“Let’s hope the Venezuelan Army is on the right side of history,” remarked Colombian President Iván Duque upon arrival in the Colombian border city of Cúcuta and where Richard Branson’s Venezuela Aid Live concert is taking place. Accompanied by the President of Paraguay Marío Abdo Bénitez, Duque referred to the momentous situation taking place along the Colombia-Venezuela border, and emphasizing that “in a very short time we are going to have the same meeting on the other side of the border, but celebrating with the Venezuelan people their freedom and return to democracy.”
Paraguay’s Abdo Bénitez is one of several South American heads of state in Colombia ahead of the Lima Group’s summit on Monday in Bogotá. “We come to ratify our commitment of solidarity with the Venezuelan people, and those who will be remembered by history for their resistance to tyranny,” said Bénitez.

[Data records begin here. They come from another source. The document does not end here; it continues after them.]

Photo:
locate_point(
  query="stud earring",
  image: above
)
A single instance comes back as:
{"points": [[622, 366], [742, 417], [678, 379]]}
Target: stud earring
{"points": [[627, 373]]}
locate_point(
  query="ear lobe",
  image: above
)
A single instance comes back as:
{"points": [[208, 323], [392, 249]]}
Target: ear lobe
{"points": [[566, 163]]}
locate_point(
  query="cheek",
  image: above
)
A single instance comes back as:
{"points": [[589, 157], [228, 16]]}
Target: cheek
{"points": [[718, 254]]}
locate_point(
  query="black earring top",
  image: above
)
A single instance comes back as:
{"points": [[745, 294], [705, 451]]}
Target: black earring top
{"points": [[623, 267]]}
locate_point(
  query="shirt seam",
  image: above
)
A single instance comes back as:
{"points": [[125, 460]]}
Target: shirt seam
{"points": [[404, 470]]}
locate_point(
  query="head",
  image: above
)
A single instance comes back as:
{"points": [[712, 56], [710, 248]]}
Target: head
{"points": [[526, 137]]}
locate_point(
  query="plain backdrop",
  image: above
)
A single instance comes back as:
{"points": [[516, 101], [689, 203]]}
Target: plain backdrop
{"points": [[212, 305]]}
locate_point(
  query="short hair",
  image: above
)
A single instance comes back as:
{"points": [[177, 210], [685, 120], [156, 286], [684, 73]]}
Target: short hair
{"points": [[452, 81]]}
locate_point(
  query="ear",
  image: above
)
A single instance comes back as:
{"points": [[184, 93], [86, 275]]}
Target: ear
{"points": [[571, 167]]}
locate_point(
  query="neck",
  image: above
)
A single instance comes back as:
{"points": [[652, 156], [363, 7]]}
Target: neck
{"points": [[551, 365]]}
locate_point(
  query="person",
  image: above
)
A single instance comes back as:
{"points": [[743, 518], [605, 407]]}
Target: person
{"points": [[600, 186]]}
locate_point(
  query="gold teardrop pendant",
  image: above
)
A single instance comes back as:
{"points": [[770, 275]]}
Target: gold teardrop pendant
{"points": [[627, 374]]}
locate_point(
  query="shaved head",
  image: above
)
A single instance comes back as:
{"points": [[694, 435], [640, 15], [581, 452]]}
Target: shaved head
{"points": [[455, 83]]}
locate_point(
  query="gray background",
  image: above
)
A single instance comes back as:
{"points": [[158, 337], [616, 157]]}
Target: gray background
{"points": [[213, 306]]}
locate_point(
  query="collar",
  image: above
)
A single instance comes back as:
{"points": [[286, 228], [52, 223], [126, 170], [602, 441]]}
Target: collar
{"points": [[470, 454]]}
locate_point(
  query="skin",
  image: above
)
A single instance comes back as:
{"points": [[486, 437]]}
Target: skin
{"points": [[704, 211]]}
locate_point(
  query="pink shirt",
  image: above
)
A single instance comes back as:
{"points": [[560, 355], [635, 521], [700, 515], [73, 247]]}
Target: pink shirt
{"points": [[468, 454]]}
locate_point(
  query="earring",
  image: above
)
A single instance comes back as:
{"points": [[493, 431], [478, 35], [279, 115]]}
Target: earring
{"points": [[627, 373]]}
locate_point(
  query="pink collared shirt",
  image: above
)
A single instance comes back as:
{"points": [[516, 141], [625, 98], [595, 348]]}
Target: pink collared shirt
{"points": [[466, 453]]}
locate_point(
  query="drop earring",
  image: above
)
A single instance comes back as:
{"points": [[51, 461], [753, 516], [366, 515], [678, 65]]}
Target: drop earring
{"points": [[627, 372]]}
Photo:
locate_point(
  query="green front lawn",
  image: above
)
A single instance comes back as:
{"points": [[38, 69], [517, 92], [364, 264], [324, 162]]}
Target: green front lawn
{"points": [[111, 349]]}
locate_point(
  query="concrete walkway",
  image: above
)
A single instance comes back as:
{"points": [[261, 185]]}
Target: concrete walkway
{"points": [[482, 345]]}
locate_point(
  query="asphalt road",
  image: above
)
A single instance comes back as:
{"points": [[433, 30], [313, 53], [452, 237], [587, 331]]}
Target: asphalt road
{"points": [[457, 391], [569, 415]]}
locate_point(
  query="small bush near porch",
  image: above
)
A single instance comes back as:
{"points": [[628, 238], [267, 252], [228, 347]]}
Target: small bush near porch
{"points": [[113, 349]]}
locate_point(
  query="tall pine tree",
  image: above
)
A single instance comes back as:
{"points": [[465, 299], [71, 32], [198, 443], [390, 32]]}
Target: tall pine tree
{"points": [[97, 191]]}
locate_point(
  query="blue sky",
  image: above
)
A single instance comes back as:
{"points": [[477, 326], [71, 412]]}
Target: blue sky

With an estimated 300,000 attending a concert that was organized in six days and counts with a slate of Latin American musicians, Venezuela Aid Live organizer Richard Branson, appeared on the stage and sent this message to an assembled crowd of Venezuelans and Colombians: “If we can take people to space, why is it so difficult to get our brothers out of poverty?” remarked the founder of Virgin Group. “This concert is about much needed humanitarian aid. It’s about making a difference in the lives of millions who have been suffering for too long,” added Branson.
The maverick entrepreneur was expected on Friday in the Mojave desert of California to witness the test flight of a Virgin Galactic rocket plane that soared to the edge of space, but instead spent the day in Cúcuta. The relief effort of humanitarian aid starts Saturday, February 23, when trucks filled with 700 tonnes of food and medicines head to a border that has been heavily barricaded by the Venezuelan army.
“Every day that goes by, the misery only gets worse, inflation is out of control, infrastructure has collapsed, the richest country in Latin America is now the poorest, this is unacceptable,” said Branson from a stage that backs the Tienditas bridge, and main overland crossing that has never been opened.
As millions tune-in to watch the musicians on stage and an audience decked with Venezuelan and Colombian flags, Duque welcomed that “the eyes of the world are on Cúcutá […] and start of an irreversible process of restoring democracy to Venezuela.”
“This is a historic weekend for Latin America because we are all united for the freedom of Venezuela,” stated Duque before the arrival of Chile’s President Sebastián Piñera in a military transport plane filled with donations from the Chilean people.
As the bands play on, Venezuela’s interim president Juan Guaidó is heading to the Tienditas bridge with a convoy of supporters to give the order with his presidential mandate of all entry of U.S aid, Saturday. The move by a leader who has the backing of the Lima Group of nations, U.S, Canada, United Kingdom, European Union, among others is seen by Russia as a “provocation” intended to topple Nicolas Maduro.
During a press conference from the Kremlin, Russian Foreign Ministry spokeswoman Maria Zakharova told reporters that Saturday is a critical date for the Maduro government and the U.S-aid convoy could end in violence.